The percentage improvement columns for the macOS+iOS rows have been computed based on the sum of the separate plugin builds in main. These improvements do not count the speedup we get from eliminating the extra UE install (so the actually improvement is higher).
It includes both ARM64 and x86-64 binaries for the plugin, because Unreal changed a default. This is true both in main and in this branch. However, it currently does not include cesium-native binaries, so attempting to package for Android/x86-64 will fail.
By default, UE 5.2 builds only for the host's processor on macOS, which in our case was x86-64. In 5.3 and 5.4, Epic changed the default to build for both platforms regardless of host architecture. I've changed this branch to explicitly build for both x86-64 and ARM64 even in UE 5.2, so it's actually running faster and producing smaller binaries than main while also supporting an additional processor architecture that it wasn't before.
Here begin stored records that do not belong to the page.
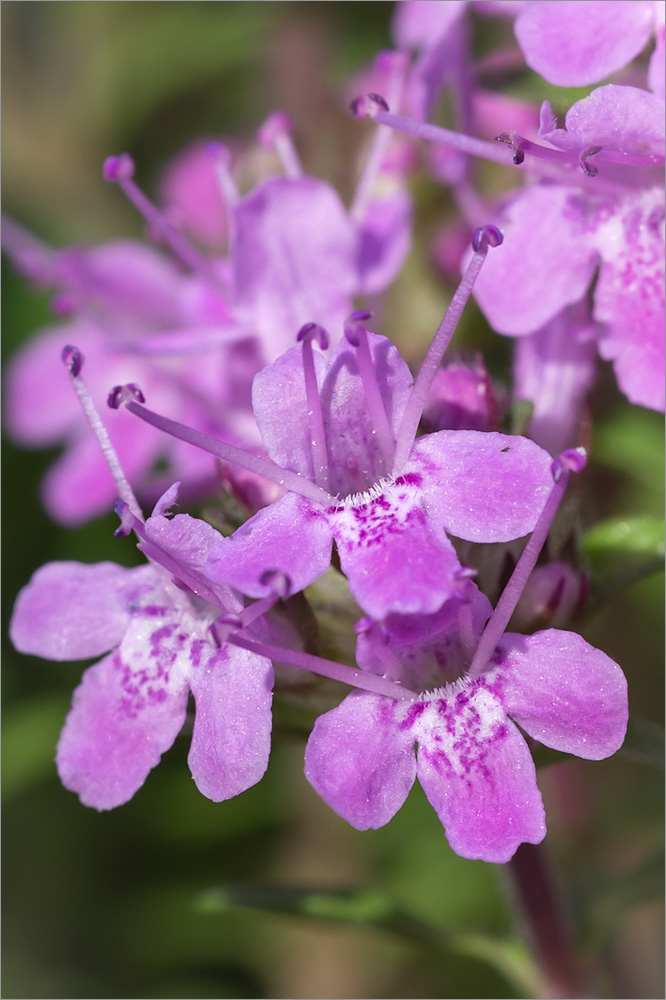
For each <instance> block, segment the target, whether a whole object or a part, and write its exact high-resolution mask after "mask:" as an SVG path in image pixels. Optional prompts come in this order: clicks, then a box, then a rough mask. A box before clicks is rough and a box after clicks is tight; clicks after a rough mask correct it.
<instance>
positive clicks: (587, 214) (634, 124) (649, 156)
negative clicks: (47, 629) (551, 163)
mask: <svg viewBox="0 0 666 1000" xmlns="http://www.w3.org/2000/svg"><path fill="white" fill-rule="evenodd" d="M540 134H541V136H542V138H544V139H546V140H547V141H548V142H549V143H550V144H551V145H552V146H556V147H558V148H559V149H560V150H561V151H562V152H566V153H567V154H569V155H574V156H577V157H579V158H580V159H581V164H582V165H583V167H584V168H585V169H587V170H588V171H590V172H591V173H592V174H595V175H596V171H597V166H596V165H594V166H592V164H593V163H594V162H595V161H594V157H595V156H596V155H599V156H600V157H601V156H602V155H603V154H607V155H608V156H609V157H610V159H609V160H608V166H607V168H606V171H607V172H606V173H605V174H604V173H603V172H602V164H601V161H599V175H598V176H590V177H588V178H586V177H585V176H583V174H582V172H581V174H580V179H579V185H578V186H575V185H571V183H561V184H557V183H549V182H544V183H541V184H538V185H534V186H531V187H528V188H526V189H525V190H524V191H522V192H520V193H519V194H516V195H515V196H513V197H512V198H510V199H509V200H508V201H507V204H506V206H505V214H504V219H503V220H502V230H503V233H504V236H505V248H506V251H507V252H506V253H504V252H503V253H502V255H496V256H495V257H494V258H493V259H492V260H490V261H489V262H488V267H487V268H485V269H484V272H483V274H481V275H480V277H479V281H478V282H477V284H476V287H475V294H476V296H477V298H478V301H479V303H480V305H481V307H482V309H483V310H484V312H485V313H486V315H487V317H488V319H489V321H490V322H491V323H492V325H493V326H494V327H495V328H496V329H497V330H498V331H499V332H500V333H504V334H509V335H511V336H524V335H525V334H528V333H533V332H535V331H537V330H540V329H541V328H543V327H544V326H545V325H546V324H548V323H550V322H551V321H553V320H554V319H555V318H556V317H557V316H558V314H559V313H561V312H562V310H564V309H565V308H566V307H567V306H570V305H572V304H574V303H577V302H579V300H580V299H582V298H583V297H584V296H585V295H586V293H587V292H588V289H589V288H590V286H591V284H592V280H593V278H594V277H595V275H597V272H598V280H597V283H596V286H595V288H594V306H593V314H592V315H593V319H594V320H595V321H596V322H597V323H599V324H601V325H602V329H601V334H600V340H599V351H600V353H601V355H602V356H603V357H604V358H607V359H609V360H612V361H613V364H614V367H615V372H616V375H617V379H618V382H619V385H620V388H621V389H622V390H623V392H624V393H625V394H626V395H627V397H628V398H629V400H630V401H631V402H633V403H639V404H641V405H643V406H648V407H650V408H652V409H656V410H663V408H664V378H663V359H664V324H663V313H664V234H663V227H664V191H663V176H662V177H661V179H660V178H659V174H663V169H661V170H660V168H659V167H658V166H652V165H650V161H651V154H653V153H654V154H656V156H657V157H659V156H662V157H663V146H664V105H663V102H662V101H660V100H659V99H658V98H656V97H654V96H653V95H652V94H649V93H647V92H646V91H642V90H637V89H636V88H633V87H618V86H612V85H609V86H607V87H600V88H598V89H597V90H595V91H593V93H592V94H591V95H590V96H589V97H587V98H585V99H584V100H583V101H579V102H578V103H577V104H574V105H573V107H572V108H571V109H570V110H569V112H568V114H567V117H566V129H559V128H556V127H555V124H554V119H553V117H552V112H551V111H550V108H549V107H548V105H547V104H546V105H544V108H543V109H542V119H541V130H540ZM600 149H601V150H602V152H599V150H600ZM525 155H526V156H529V148H528V149H527V150H526V152H525ZM633 156H636V158H637V160H641V161H644V162H643V163H639V162H636V163H634V161H633V159H632V157H633ZM613 157H615V158H613ZM588 161H589V164H588ZM655 162H656V160H655ZM624 164H626V165H624ZM613 171H620V173H618V174H617V179H616V177H615V174H614V173H613ZM655 171H656V172H657V173H656V175H655ZM603 177H608V178H609V180H610V181H611V182H610V183H605V182H604V180H603ZM563 179H564V178H563ZM526 260H527V261H529V267H527V268H526V267H524V262H525V261H526ZM563 360H564V358H563Z"/></svg>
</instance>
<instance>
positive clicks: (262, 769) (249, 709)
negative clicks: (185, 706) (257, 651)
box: [188, 640, 273, 802]
mask: <svg viewBox="0 0 666 1000" xmlns="http://www.w3.org/2000/svg"><path fill="white" fill-rule="evenodd" d="M192 664H193V669H192V671H191V674H190V687H191V689H192V693H193V694H194V698H195V701H196V717H195V720H194V732H193V734H192V746H191V749H190V754H189V757H188V763H189V765H190V770H191V771H192V777H193V778H194V780H195V782H196V784H197V788H198V789H199V791H200V792H201V793H202V794H203V795H206V796H207V797H208V798H209V799H212V800H213V801H214V802H222V801H223V800H224V799H229V798H231V797H232V796H234V795H238V794H240V792H244V791H245V790H246V789H247V788H250V787H251V785H255V784H256V783H257V782H258V781H259V780H260V779H261V778H262V777H263V775H264V773H265V771H266V768H267V767H268V756H269V753H270V742H271V721H272V720H271V701H272V697H273V668H272V666H271V664H270V661H269V660H266V659H265V658H264V657H263V656H257V655H256V654H255V653H250V652H248V651H247V650H244V649H239V648H237V647H234V646H225V647H223V648H222V649H219V650H212V649H211V647H210V646H208V645H207V644H206V643H205V642H203V641H201V640H195V642H194V643H193V644H192Z"/></svg>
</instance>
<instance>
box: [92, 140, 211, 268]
mask: <svg viewBox="0 0 666 1000" xmlns="http://www.w3.org/2000/svg"><path fill="white" fill-rule="evenodd" d="M102 173H103V176H104V179H105V180H107V181H110V182H112V183H115V184H117V185H118V186H119V187H120V189H121V190H122V191H123V193H124V194H125V196H126V197H127V198H128V199H129V201H131V202H132V204H133V205H134V207H135V208H136V209H137V211H138V212H140V214H141V215H142V216H143V217H144V219H145V220H146V222H147V223H148V224H149V226H151V227H152V228H153V229H154V231H155V232H156V233H158V234H159V236H160V237H161V238H162V239H163V240H164V241H165V243H168V245H169V246H170V247H171V249H172V250H173V252H174V253H175V255H176V256H177V257H178V258H179V259H180V260H181V261H182V263H183V264H184V265H185V266H186V267H187V268H189V269H190V270H192V271H194V272H195V273H197V274H201V275H202V276H203V277H204V278H205V279H206V280H207V281H210V282H211V284H213V285H215V286H219V285H220V280H219V278H218V276H217V274H216V273H215V270H214V269H213V267H212V265H211V263H210V261H209V260H208V259H207V258H206V257H204V256H203V254H201V253H199V251H198V250H197V249H196V248H195V247H194V246H192V244H191V243H190V241H189V240H188V239H186V238H185V237H184V236H183V234H182V233H181V232H179V231H178V230H177V229H176V228H175V226H173V225H172V224H171V223H170V222H169V220H168V219H167V218H166V216H165V215H164V214H163V213H162V212H160V211H159V209H158V208H156V207H155V205H153V203H152V202H151V201H150V199H149V198H147V197H146V195H145V194H144V193H143V191H142V190H141V189H140V188H139V187H138V185H137V184H136V183H135V182H134V179H133V178H134V160H133V159H132V157H131V156H130V155H129V154H128V153H121V154H120V155H119V156H109V157H107V159H106V160H105V161H104V167H103V170H102Z"/></svg>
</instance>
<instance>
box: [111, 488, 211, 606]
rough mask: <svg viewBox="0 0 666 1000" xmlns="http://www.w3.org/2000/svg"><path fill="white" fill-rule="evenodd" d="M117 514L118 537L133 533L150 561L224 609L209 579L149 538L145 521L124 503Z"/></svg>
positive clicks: (144, 554) (200, 595) (143, 553)
mask: <svg viewBox="0 0 666 1000" xmlns="http://www.w3.org/2000/svg"><path fill="white" fill-rule="evenodd" d="M116 513H117V514H118V516H119V517H120V518H121V527H120V528H118V529H117V530H116V535H125V534H129V532H130V531H133V532H134V533H135V534H136V535H137V537H138V538H139V539H140V545H139V548H140V549H141V551H142V552H143V554H144V555H145V556H147V558H148V559H152V561H153V562H156V563H158V564H159V565H160V566H162V567H163V569H166V570H167V571H168V572H169V573H171V575H172V576H173V577H175V578H176V580H178V581H179V582H180V583H182V584H183V585H184V586H185V587H187V589H188V590H190V591H191V592H192V593H193V594H196V595H197V597H201V598H202V600H204V601H207V602H208V603H209V604H212V606H213V607H214V608H219V609H220V610H223V609H224V604H225V602H224V599H223V596H222V595H221V594H220V593H219V592H218V591H217V589H216V587H215V584H214V583H212V582H211V581H210V580H208V579H205V578H202V577H200V576H199V574H198V573H197V572H196V571H195V570H191V569H188V568H187V567H185V566H183V564H182V563H181V562H179V561H178V559H175V558H174V557H173V556H172V555H170V553H168V552H166V551H165V550H164V549H163V548H162V547H161V545H158V543H157V542H155V541H153V539H151V538H148V536H147V534H146V526H145V524H144V523H143V521H140V520H138V518H136V517H135V516H134V515H133V514H132V513H131V511H130V512H128V510H127V509H124V504H123V502H122V501H119V502H118V503H117V504H116Z"/></svg>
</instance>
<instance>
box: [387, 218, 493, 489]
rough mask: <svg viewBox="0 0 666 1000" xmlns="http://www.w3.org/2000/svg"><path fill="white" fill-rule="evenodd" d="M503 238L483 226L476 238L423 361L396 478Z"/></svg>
mask: <svg viewBox="0 0 666 1000" xmlns="http://www.w3.org/2000/svg"><path fill="white" fill-rule="evenodd" d="M503 239H504V237H503V236H502V233H501V232H500V230H499V229H498V228H497V227H496V226H483V227H482V228H481V229H477V230H476V232H475V233H474V235H473V236H472V249H473V250H474V256H473V257H472V259H471V260H470V262H469V264H468V265H467V269H466V271H465V273H464V275H463V277H462V281H461V282H460V284H459V285H458V288H457V289H456V292H455V294H454V296H453V298H452V299H451V303H450V305H449V308H448V309H447V310H446V312H445V314H444V318H443V319H442V322H441V323H440V324H439V327H438V328H437V332H436V333H435V336H434V337H433V340H432V343H431V344H430V347H429V348H428V352H427V354H426V356H425V358H424V360H423V364H422V365H421V369H420V371H419V373H418V375H417V377H416V381H415V382H414V387H413V389H412V392H411V395H410V397H409V399H408V401H407V406H406V407H405V412H404V413H403V416H402V421H401V423H400V429H399V431H398V438H397V441H396V446H395V458H394V460H393V474H394V475H396V476H397V475H399V474H400V472H401V471H402V468H403V466H404V464H405V462H406V461H407V459H408V458H409V454H410V452H411V450H412V447H413V445H414V441H415V439H416V431H417V429H418V426H419V421H420V419H421V415H422V413H423V408H424V406H425V404H426V402H427V399H428V395H429V393H430V389H431V387H432V383H433V381H434V378H435V375H436V374H437V371H438V369H439V366H440V364H441V361H442V358H443V357H444V353H445V351H446V348H447V347H448V346H449V342H450V340H451V337H452V336H453V333H454V331H455V328H456V326H457V324H458V320H459V319H460V316H461V315H462V311H463V309H464V308H465V305H466V304H467V300H468V299H469V297H470V295H471V294H472V289H473V288H474V282H475V281H476V279H477V277H478V274H479V271H480V270H481V266H482V264H483V261H484V260H485V257H486V254H487V252H488V247H498V246H500V245H501V243H502V241H503Z"/></svg>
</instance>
In my limited tests this drastically improves compile times.
So far cesium-native is still using C++17 and std::variant. I've only moved cesium-unreal to C++20 (it was already there for UE5.4, but now 5.2 and 5.3 build with C++20 too). And because swl::variant requires C++20, I've only moved the variants in the Unreal-specific code to swl::variant. But even with that limited change, Linux compile times on my system were cut by 35%.
This is a PR into #1447 which I'll probably merge myself if CI is happy on all platforms.